If I am not ovulating...

Anonymous
I started charting and have reason to believe that I may not actually be ovulating. Getting positive OPKs but my cycles have been a bit strange and there is no temperature shift. This probably sounds really dumb, but what are doctors going to be able to do for me if I'm not ovulating? I met with an RE who told me that I have to be ovulating if I am getting my period. Clearly this is inaccurate and I need to find someone else, but am just looking for some kind of guidance and what to expect in the meantime. Also, I have endometriosis- could this be related?
Anonymous
I believe Clomid is the first drug of choice to induce ovulation.
Anonymous
Ovidrel. Your first question: what will doctors give you if you're not ovulating: ovidrel, or something of the same type, that will make you ovulate. No doubt they will also give you artificial FSH - clomid, folistem, etc. to force follicles to grow and then force ovulation.
Anonymous
OP, I am not sure how the endo may affect you, but I temped for the whole time I TTC and NEVER saw the temp shift. I figured I was not ovulating (a year of trying with no success), but then I got a monitor, and that worked the first month. I think I was just temping wrong and freaking myself out, and my charting was bad as a result. The monitor was super-clear about when things were happening.

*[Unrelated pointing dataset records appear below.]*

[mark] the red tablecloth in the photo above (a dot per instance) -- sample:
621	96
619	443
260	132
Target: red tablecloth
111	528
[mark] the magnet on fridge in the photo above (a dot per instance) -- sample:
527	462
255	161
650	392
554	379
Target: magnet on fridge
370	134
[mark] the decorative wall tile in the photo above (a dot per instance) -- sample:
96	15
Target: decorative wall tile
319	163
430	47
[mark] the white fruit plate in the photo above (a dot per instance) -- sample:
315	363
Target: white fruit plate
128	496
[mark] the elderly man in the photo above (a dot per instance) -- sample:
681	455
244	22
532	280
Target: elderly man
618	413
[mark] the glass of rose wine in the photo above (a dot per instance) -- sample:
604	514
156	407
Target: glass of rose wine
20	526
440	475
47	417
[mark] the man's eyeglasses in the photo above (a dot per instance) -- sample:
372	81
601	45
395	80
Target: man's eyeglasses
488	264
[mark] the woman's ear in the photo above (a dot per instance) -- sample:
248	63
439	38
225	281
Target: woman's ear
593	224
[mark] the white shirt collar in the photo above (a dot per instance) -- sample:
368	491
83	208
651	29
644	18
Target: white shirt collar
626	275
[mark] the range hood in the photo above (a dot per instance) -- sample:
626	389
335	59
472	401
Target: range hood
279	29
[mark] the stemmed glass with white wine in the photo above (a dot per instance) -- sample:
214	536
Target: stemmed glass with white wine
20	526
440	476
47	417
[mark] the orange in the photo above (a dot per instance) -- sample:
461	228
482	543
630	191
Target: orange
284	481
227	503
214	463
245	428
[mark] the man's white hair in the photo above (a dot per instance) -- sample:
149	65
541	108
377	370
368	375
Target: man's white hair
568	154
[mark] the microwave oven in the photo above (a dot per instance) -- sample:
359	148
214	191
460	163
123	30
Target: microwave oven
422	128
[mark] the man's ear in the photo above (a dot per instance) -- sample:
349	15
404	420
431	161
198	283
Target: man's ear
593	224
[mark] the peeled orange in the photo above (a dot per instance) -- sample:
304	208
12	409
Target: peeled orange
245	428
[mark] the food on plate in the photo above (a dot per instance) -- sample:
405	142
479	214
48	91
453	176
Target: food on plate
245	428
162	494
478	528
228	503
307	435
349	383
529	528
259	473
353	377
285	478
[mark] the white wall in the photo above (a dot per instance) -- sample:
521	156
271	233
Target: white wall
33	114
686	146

Do you have more or less regular periods? Have you done a day-3 test? I wouldn't assume you're not ovulating -- you may well be.
Anonymous
it seems clomid is the first drug of choice to induce ovulation. if you are getting your period every month, you likely are ovulating every month. your RE is probaby speaking generally. but it also depends on your situation.
Anonymous
OP here: I am just such a mess right now. I am so frustrated. I don't know whether I am ovulating or not, obviously. My charts are ALL over the place, but part of it is that I am so stressed with everything that I am not sleeping right. I never sleep for three hours at a time without waking up in between, so that could theoretically be screwing my charts up (like what 21:51 alluded to).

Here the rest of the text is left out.